From 56e8bc273ae87e5ae13c9987e7751592651bce03 Mon Sep 17 00:00:00 2001
From: junjiejiangjjj <junjie.jiang@zilliz.com>
Date: Wed, 20 Apr 2022 16:07:01 +0800
Subject: [PATCH] update

---
 __init__.py |  4 ++--
 vggish.py   | 30 +++++++++++++-----------------
 2 files changed, 15 insertions(+), 19 deletions(-)

diff --git a/__init__.py b/__init__.py
index 7b40d66..0a4a066 100644
--- a/__init__.py
+++ b/__init__.py
@@ -15,5 +15,5 @@
 from .vggish import Vggish
 
 
-def vggish():
-    return Vggish()
+def vggish(weights_path: str = None, framework: str = 'pytorch'):
+    return Vggish(weights_path, framework)

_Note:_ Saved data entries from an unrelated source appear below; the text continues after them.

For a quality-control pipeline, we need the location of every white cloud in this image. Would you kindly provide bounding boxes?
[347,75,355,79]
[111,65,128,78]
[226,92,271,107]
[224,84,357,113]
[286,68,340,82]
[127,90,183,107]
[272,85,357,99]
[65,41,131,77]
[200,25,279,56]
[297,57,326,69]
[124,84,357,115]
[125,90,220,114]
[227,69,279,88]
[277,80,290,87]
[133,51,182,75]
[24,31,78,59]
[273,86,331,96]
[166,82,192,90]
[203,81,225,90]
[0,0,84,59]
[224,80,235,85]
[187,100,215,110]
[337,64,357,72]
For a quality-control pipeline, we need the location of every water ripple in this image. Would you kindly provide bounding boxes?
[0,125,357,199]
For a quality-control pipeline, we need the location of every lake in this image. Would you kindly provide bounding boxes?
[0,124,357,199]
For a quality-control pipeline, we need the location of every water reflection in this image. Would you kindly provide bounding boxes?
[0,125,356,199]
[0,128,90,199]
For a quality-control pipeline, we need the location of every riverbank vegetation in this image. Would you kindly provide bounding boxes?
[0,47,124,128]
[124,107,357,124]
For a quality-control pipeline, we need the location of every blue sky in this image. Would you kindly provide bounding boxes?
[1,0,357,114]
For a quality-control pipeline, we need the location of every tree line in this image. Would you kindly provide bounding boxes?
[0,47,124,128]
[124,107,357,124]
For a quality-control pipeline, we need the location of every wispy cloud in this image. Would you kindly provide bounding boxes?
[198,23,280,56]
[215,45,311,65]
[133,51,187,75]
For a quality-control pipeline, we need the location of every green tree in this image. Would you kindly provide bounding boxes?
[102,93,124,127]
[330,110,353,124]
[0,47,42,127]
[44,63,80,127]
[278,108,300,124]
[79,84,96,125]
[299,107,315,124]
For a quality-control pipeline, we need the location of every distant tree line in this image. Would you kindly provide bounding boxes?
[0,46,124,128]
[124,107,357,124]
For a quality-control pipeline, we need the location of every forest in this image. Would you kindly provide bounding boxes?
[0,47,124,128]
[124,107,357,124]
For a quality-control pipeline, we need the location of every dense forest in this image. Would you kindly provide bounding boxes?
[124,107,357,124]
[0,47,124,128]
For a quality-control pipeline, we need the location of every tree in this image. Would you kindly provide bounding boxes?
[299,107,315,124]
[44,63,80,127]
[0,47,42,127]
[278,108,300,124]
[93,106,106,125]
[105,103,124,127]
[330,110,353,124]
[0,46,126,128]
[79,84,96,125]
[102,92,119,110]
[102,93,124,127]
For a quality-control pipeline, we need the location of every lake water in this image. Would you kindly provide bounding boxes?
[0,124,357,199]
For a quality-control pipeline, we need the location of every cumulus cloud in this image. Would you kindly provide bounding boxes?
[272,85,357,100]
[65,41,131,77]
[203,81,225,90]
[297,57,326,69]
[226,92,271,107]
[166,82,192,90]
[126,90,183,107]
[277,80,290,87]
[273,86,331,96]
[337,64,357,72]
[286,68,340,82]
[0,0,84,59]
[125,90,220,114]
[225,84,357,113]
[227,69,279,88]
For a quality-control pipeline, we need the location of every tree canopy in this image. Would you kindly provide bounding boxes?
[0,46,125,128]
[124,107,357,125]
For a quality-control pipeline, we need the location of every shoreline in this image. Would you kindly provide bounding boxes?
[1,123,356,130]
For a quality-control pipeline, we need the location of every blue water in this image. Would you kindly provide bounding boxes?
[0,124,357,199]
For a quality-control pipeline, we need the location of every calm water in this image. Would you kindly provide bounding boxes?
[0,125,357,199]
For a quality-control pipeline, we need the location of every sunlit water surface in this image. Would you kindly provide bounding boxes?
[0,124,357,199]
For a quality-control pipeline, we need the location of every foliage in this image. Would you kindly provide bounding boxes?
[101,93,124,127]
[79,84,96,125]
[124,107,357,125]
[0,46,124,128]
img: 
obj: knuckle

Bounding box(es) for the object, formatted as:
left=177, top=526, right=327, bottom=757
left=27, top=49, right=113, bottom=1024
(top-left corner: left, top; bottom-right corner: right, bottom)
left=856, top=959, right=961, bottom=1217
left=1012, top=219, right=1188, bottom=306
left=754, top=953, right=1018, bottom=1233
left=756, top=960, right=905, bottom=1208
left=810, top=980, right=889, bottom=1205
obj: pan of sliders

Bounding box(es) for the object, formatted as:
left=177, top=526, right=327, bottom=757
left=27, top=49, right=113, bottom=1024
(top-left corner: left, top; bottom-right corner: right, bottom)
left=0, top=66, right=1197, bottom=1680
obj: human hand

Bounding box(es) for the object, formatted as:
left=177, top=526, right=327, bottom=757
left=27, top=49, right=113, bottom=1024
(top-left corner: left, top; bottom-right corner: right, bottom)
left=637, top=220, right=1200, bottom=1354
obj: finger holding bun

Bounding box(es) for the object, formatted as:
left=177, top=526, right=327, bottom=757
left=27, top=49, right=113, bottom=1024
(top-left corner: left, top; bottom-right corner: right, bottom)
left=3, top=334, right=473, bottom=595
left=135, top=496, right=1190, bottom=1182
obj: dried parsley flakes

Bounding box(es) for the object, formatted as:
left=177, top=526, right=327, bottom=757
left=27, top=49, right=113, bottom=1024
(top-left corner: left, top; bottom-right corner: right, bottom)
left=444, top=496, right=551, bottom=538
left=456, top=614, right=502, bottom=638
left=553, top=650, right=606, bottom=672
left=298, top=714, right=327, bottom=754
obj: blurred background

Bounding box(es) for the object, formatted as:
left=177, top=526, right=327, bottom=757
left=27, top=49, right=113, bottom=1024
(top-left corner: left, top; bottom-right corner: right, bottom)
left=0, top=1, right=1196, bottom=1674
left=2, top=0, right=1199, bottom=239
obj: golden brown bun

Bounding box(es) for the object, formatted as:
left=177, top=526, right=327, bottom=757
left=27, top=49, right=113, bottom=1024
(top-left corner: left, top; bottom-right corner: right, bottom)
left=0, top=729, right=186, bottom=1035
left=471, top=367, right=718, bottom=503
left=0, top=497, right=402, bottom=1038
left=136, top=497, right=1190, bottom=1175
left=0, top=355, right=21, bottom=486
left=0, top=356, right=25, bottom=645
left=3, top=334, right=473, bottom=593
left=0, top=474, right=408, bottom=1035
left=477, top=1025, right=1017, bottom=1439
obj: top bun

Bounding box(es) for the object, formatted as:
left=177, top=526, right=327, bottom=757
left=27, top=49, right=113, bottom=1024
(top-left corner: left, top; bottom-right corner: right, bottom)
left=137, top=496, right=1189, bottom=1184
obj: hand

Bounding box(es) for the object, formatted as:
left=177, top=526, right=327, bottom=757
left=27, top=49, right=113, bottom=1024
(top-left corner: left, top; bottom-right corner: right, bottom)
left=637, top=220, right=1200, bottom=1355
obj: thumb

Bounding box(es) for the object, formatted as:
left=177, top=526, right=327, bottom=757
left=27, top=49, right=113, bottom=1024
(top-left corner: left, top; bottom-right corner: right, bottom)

diff --git a/vggish.py b/vggish.py
index 69c3e3f..593ff5f 100644
--- a/vggish.py
+++ b/vggish.py
@@ -19,7 +19,7 @@ import os
 import sys
 import numpy
 from pathlib import Path
-from typing import Union
+from typing import Union, List, NamedTuple
 
 import torch
 
@@ -34,7 +34,9 @@ warnings.filterwarnings('ignore')
 log = logging.getLogger()
 
 
-@register(output_schema=['vec'])
+AudioOutput = NamedTuple('AudioOutput', [('vec', 'ndarray')])
+
+
 class Vggish(NNOperator):
     """
     """
@@ -51,25 +53,19 @@ class Vggish(NNOperator):
         self.model.eval()
         self.model.to(self.device)
 
-    def __call__(self, audio: Union[str, numpy.ndarray], sr: int = None) -> numpy.ndarray:
-        audio_tensors = self.preprocess(audio, sr).to(self.device)
+    def __call__(self, datas: List[NamedTuple('data', [('audio', 'ndarray'), ('sample_rate', 'int')])]) -> numpy.ndarray:
+        audios = numpy.hstack([item.audio for item in datas])
+        sr = datas[0].sample_rate
+        audio_array = numpy.stack(audios)
+        audio_tensors = self.preprocess(audio_array, sr).to(self.device)
         features = self.model(audio_tensors)
         outs = features.to("cpu")
-        return outs.detach().numpy()
+        return [AudioOutput(outs.detach().numpy())]
 
     def preprocess(self, audio: Union[str, numpy.ndarray], sr: int = None):
-        if isinstance(audio, str):
-            audio_tensors = vggish_input.wavfile_to_examples(audio)
-        elif isinstance(audio, numpy.ndarray):
-            try:
-                audio = audio.transpose()
-                audio_tensors = vggish_input.waveform_to_examples(audio, sr, return_tensor=True)
-            except Exception as e:
-                log.error("Fail to load audio data.")
-                raise e
-        else:
-            log.error(f"Invalid input audio: {type(audio)}")
-        return audio_tensors
+        audio = audio.transpose()
+        return vggish_input.waveform_to_examples(audio, sr, return_tensor=True)
+
 
 
 # if __name__ == '__main__':